Let us give Bill Schmalfeldt the benefit of the doubt for a minute.
I know, that makes me exactly what Schmalfeldt has claimed. His “mole” against Hoge. Let’s ignore that if I was his mole against Hoge, yesterday’s tweets would ensure that there would never be another mole. Ever. Since the alleged person I was helping not only exposed his mole, but left his mole high and dry, instead of taking the mole to the grave. (Hey Bill, try to get the section 230 identity of my post from me. I’ll happily spend months in jail protecting my source). Journalistic ethics and all that.
So, lets assume Bill get’s everything he claims. Hoge’s copyright suit is dismissed. Bill’s counterclaim suit goes forward. Yet on May 27th, Hoge announces his suit against Bill. On May 29th, Bill starts an 7 day auto delete on his twitter feed, which was central to his defense against Hoge, and pretty important to his counterclaim. Hoge is high and dry, with no copyright claim (again, we are talking hypothetical) yet Bill’s counterclaim goes forward. Let’s even assume after Bill’s epic fail with WordPress that WordPress breaks rank and gives up Kendler. Which after the amazingly bad place Bill put WordPress is doubtful. (Hey, why do you guys think Bill left the WordPress Platform for Wix? I mean really.)
Yet, I sank Hoge’s copyright claim. I’m the reason Bill’s counterclaim was saved. I’m the reason Bill is fighting in federal court for both Twitter (oh my god, let’s not go there. He’s so burned that bridge) and WordPress ( holy shit, did WordPress buy into Bill’s claim about NASA posts?) to identify Krendler. Now, let’s assume it’s moved past the copyright, and Bill is demanding payment for Section 230 protected comments from Hoge. (Really? I thought ACME law was better than that.) So Hoge has his case dismissed, and the counterclaim is going forward. We’ve reached discovery.
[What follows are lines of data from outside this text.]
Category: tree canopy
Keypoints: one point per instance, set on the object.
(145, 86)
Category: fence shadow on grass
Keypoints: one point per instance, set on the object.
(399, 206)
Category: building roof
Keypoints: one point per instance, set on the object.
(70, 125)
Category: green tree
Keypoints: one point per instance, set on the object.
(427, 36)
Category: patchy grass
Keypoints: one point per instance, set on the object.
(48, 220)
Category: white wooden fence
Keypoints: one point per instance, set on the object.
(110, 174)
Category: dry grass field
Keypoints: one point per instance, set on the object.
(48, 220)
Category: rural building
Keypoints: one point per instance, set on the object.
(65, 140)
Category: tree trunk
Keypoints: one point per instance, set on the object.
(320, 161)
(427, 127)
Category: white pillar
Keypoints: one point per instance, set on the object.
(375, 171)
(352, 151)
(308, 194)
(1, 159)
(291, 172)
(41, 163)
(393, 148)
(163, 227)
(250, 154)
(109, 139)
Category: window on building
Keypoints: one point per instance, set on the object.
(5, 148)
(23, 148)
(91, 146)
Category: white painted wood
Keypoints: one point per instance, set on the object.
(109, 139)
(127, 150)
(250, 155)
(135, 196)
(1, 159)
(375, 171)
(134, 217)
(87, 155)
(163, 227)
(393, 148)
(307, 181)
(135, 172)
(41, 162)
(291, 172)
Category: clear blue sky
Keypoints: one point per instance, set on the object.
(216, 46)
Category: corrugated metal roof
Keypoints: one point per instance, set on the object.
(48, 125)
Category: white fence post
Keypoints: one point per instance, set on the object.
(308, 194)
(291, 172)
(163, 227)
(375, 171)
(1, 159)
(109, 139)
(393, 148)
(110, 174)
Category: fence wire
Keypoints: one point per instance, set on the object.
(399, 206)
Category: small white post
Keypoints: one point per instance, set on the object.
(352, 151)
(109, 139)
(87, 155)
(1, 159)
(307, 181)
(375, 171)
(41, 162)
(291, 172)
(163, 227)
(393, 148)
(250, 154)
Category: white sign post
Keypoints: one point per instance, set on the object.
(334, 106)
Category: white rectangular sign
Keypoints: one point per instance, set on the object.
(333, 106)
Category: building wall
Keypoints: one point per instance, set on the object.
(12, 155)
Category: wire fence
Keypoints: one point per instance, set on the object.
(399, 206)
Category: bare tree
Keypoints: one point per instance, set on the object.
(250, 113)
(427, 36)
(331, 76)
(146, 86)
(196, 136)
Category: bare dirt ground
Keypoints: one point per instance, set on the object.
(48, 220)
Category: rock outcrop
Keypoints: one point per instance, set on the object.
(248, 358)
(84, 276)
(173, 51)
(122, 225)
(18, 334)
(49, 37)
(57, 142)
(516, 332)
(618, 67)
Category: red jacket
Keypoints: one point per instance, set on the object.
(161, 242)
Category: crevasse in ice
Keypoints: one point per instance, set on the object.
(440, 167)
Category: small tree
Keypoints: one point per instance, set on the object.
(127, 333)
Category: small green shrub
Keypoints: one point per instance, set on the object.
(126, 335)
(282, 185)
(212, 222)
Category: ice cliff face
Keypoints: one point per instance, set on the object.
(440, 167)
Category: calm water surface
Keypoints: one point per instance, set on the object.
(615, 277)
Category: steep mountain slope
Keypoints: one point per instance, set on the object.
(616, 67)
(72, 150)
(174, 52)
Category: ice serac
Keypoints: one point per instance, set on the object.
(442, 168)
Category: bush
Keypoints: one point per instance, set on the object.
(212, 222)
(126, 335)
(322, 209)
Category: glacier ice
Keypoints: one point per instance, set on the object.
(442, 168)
Now let us assume that there is evidence that Schmalfeldt knew by May 28th that a suit was filed, since that can be proven. Let’s assume that the suit that was filed was dismissed with prejudice, but the counterclaim went forward. Let’s also assume, because it is true, that the plaintiff in the counter claim waited two days to start deleting tweets on twitter, which was central to the initial suit. A full 5 days before his DMCA claim expired.
So, As Bill has said, his twitter deletions in this fanciful case is meaningless. But, the case isn’t over. He filed a counterclaim, with the full knowledge that he started deleting the tweets central to the original suit. Oops. Spoliation of evidence.
What could happen in that case? Any number of things, but none to the aide of Schmalfeldt. Best case, Schmaldfeldt’s clear deletion of evidence means that the presumption of negativity falls squarely on Schmalfeldt, which opens the door for Hoge and Krendler to pound Schmalfeldt in the counterclaim for everything and anything they can think of. And Schmalfeldts only defense is “Yes I deleted those tweets, and they were not in my favor.” Or the judge could be harsher. Such as summery judgement. Or worse.
Schmalfeldt is all shits and giggles right now, but that’s only because he doesn’t understand Section 230 and Spoliation of Evidence. Me? I’m the asshole who thought Hoge filed too soon. My rational thoughts became Bill’s mole, at best. (I have given Bill full leave to identify how I’m the mole. Instead of doing so, he just keeps calling me the mole. Why? Because he has nothing from me. Neither email or DM on Twitter.) Bill’s dive into deleting tweets after learning about Hoge’s lawsuit. Well, Bill. I think Kyle said it best. You need more pillows to cover your head.
One last word. What kind of jerk spent all day two days ago threatening to sue me for exposing his lies about deleting tweets, and spends all day yesterday claiming I’m his mole and he gladly deletes tweets? I submit to the internet, you’ve got two choices here. Believe me, or believe the guy that was proven to lie inside of 24 hours.
And with that, Goodnight, till tomorrow afternoon.